When he’d learned the truth he’d walked away from the house and everyone connected with it and never looked back. That had been his choice, but while he had a home, a career, there was no guarantee that Gary, a few years older, who’d made him a catapult, lain in the dark with him watching for badgers, taught him to ride a motorbike, would have either when the estate was sold.
This is my land...
The words had come so easily. But they were hollow without the responsibilities that went with it. Noblesse oblige. Natasha hadn’t used those words, but when she’d rounded on him that was the subtext.
She’d asked him how long it had been since he’d set foot on this estate. Almost as long as he’d lived here. An age. A lifetime. He would never have come back if he’d had his way and yet, because of her, he was here. Not for the land, but for a woman. The irony was not lost on him.

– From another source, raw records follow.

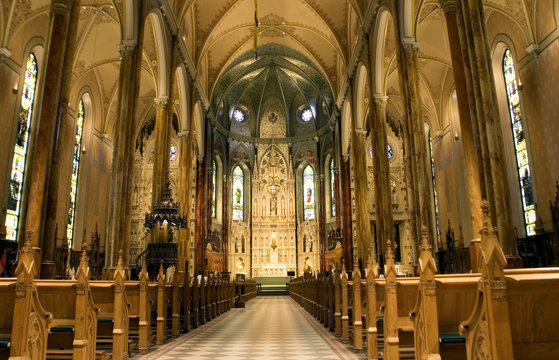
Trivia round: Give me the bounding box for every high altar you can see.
[230,106,319,277]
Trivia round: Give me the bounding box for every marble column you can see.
[221,170,230,271]
[370,94,394,268]
[103,2,146,279]
[318,172,328,271]
[352,129,372,266]
[177,131,192,271]
[194,160,206,271]
[456,0,516,253]
[441,0,485,245]
[151,96,172,210]
[23,0,80,268]
[336,120,353,269]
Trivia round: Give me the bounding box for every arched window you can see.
[503,49,536,236]
[66,99,85,248]
[212,160,217,218]
[6,53,37,240]
[429,129,441,243]
[233,165,244,221]
[330,158,336,216]
[303,165,314,220]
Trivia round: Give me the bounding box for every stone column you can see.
[194,160,206,271]
[352,129,372,266]
[221,170,230,271]
[103,2,146,279]
[392,0,436,254]
[317,172,327,271]
[370,94,394,269]
[441,0,485,252]
[177,131,192,271]
[327,130,342,229]
[151,96,172,208]
[23,0,81,268]
[456,0,516,253]
[336,120,353,269]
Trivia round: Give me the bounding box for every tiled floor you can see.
[134,296,364,360]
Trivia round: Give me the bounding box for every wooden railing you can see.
[290,210,559,360]
[0,236,247,360]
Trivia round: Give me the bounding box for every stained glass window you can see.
[330,159,336,216]
[429,130,441,243]
[169,144,177,162]
[303,165,314,220]
[212,160,217,217]
[66,100,85,248]
[301,109,312,122]
[233,110,245,122]
[6,53,37,240]
[233,165,244,221]
[503,49,536,236]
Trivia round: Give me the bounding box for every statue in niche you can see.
[270,196,278,215]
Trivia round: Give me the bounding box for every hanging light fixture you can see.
[144,176,186,229]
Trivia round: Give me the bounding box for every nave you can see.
[137,296,364,360]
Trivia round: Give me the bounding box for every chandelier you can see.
[144,176,186,229]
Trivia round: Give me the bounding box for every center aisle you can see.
[134,296,364,360]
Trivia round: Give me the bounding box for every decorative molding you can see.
[118,40,136,56]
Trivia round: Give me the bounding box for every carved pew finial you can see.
[76,241,89,284]
[460,200,513,360]
[16,230,36,284]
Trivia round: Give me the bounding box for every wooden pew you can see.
[89,250,134,360]
[35,247,104,359]
[460,201,559,360]
[155,264,167,345]
[0,238,53,359]
[410,227,480,360]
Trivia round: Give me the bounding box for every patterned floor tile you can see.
[134,296,364,360]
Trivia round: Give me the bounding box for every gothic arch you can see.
[491,40,538,237]
[353,63,368,130]
[146,10,170,98]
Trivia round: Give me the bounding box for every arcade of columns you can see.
[1,0,515,277]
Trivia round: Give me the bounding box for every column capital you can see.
[373,94,388,105]
[0,48,12,63]
[153,96,169,109]
[353,129,367,138]
[402,38,419,50]
[439,0,456,12]
[52,0,73,15]
[118,40,136,56]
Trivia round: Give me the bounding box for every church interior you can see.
[0,0,559,360]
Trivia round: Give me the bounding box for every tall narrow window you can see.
[66,100,85,248]
[330,158,336,216]
[429,130,441,243]
[6,53,37,240]
[503,49,536,236]
[233,165,244,221]
[212,160,217,218]
[303,165,314,220]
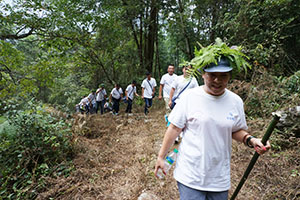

He took out his phone, sent her a two-word text and when he looked up Mary Webb was standing on the doorstep. Seventeen years older and so much smaller than he remembered.
* * *
Sixteen years.
The text was unsigned, but it came from Darius and could only mean one thing. She’d asked him how long it was since he’d last set foot on Hadley Chase. He hadn’t answered, but he had been listening.
Sixteen years...
The article she’d read about his commission for the sculpture of the horse had mentioned that he’d been at the Royal College of Art and from the date she’d been able to work out that he had to be thirty-one, maybe thirty-two. That meant he’d have been sixteen or seventeen when he left the Chase, long before his grandfather became sick or he’d left for art school. It suggested a family row of epic proportions. A breach that had never been healed. Scarcely any wonder he hadn’t wanted her digging around, poking in the corners stirring up ghosts.